I'm 23, and I've been single for quite a few years. I haven't been on a date since before the pandemic started. In fact, I don't really think I've met any eligible people to date in the last couple of years, either. My family has been very careful with covid, because we have vulnerable people who can't get vaccinated, yet. (We are hoping they can get vaccinated very soon.) While I think we have gone overboard with precautions, I understand why we have been so strict with our bubble. When I brought up my frustrations about being single and unable to meet new people, my sister told me I could try online dating, but if I can't go on in-person dates, yet, I worry that people will think I'm hiding something or that I'm some kind of catfish. In the meantime, it really feels like my life is on hold, because all I do is work, spend time with my family, and play Subeta. I don't know what I would do without my friends online.
I was curious if anyone else has struggled with dating during the pandemic. Any advice or conversation is welcome.

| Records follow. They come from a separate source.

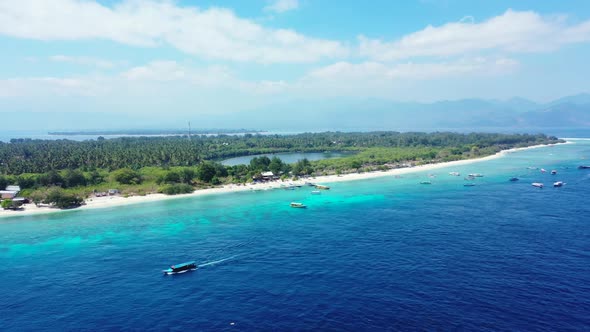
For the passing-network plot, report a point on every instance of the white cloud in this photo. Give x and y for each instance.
(281, 6)
(82, 60)
(376, 71)
(213, 33)
(162, 77)
(512, 31)
(49, 86)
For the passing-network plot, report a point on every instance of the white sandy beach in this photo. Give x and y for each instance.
(112, 201)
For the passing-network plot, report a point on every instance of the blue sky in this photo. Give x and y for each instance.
(218, 58)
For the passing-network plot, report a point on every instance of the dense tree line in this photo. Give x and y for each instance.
(62, 173)
(42, 156)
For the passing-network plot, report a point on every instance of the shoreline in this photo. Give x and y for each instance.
(115, 201)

[Kiss=Pamiilaq] "Of course, they say every atom in our bodies was once a star." - Vincent
facetime and zoom dates are totally a thing! long distance couples have been doing it since before covid. and if the other person is vaccinated and gets tested often, maybe you can plan for real life dates after you feel more comfortable. it's important that the other person understand why you're being so careful as well. finding someone you vibe with online might take a couple of tries, but you just have to keep trying. i used tinder for a little while and just asked for proof of vaccination. when i felt ready to meet in person, we both went and got tested before going out to eat. i didn't end up dating anyone off tinder lol but it is possible
Thanks for responding. I appreciate your input. I think the main problem for me is that I don't really have control over who I can and can't see in person. Regardless of vaccination status, going on a date with someone would probably require me to pull out of my family bubble. My sister is so strict, and I've nearly fought with her on multiple occasions over how much control it feels like she has over my family. I think I may have to talk with her about reducing our restrictions so I can meet someone in person when I do make a good connection.

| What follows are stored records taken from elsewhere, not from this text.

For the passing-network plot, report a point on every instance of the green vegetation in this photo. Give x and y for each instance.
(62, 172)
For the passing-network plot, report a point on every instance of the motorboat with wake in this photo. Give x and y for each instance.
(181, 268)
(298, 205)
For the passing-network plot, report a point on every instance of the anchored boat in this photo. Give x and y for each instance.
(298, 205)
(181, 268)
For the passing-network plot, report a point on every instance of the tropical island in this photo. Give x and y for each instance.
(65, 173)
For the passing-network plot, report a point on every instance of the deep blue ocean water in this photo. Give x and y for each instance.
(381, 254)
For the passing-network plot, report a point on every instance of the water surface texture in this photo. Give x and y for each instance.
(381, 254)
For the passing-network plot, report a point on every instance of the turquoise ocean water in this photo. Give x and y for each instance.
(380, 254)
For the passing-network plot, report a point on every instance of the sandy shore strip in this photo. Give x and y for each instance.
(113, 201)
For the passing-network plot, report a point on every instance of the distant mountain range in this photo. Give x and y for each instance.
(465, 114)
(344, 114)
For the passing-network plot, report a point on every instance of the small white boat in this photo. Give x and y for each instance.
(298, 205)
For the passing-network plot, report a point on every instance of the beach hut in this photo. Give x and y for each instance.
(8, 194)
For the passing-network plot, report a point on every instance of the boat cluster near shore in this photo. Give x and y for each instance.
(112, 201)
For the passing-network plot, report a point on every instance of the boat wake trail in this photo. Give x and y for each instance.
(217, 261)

At this point, I just need to feel like I have some control over my social/dating life. I need to feel like I'm able to do something about my loneliness.
[Kiss=Pamiilaq] "Of course, they say every atom in our bodies was once a star." - Vincent
def set up some boundaries or something with them, you need to be able to branch out and grow as a person. you're in your early 20s so you still have a lot of time to meet people, and you need the freedom to do so. if you've spoken to your sister about your loneliness, i hope she'd be understanding and lessen her hold. everyone deserve a chance at being happy.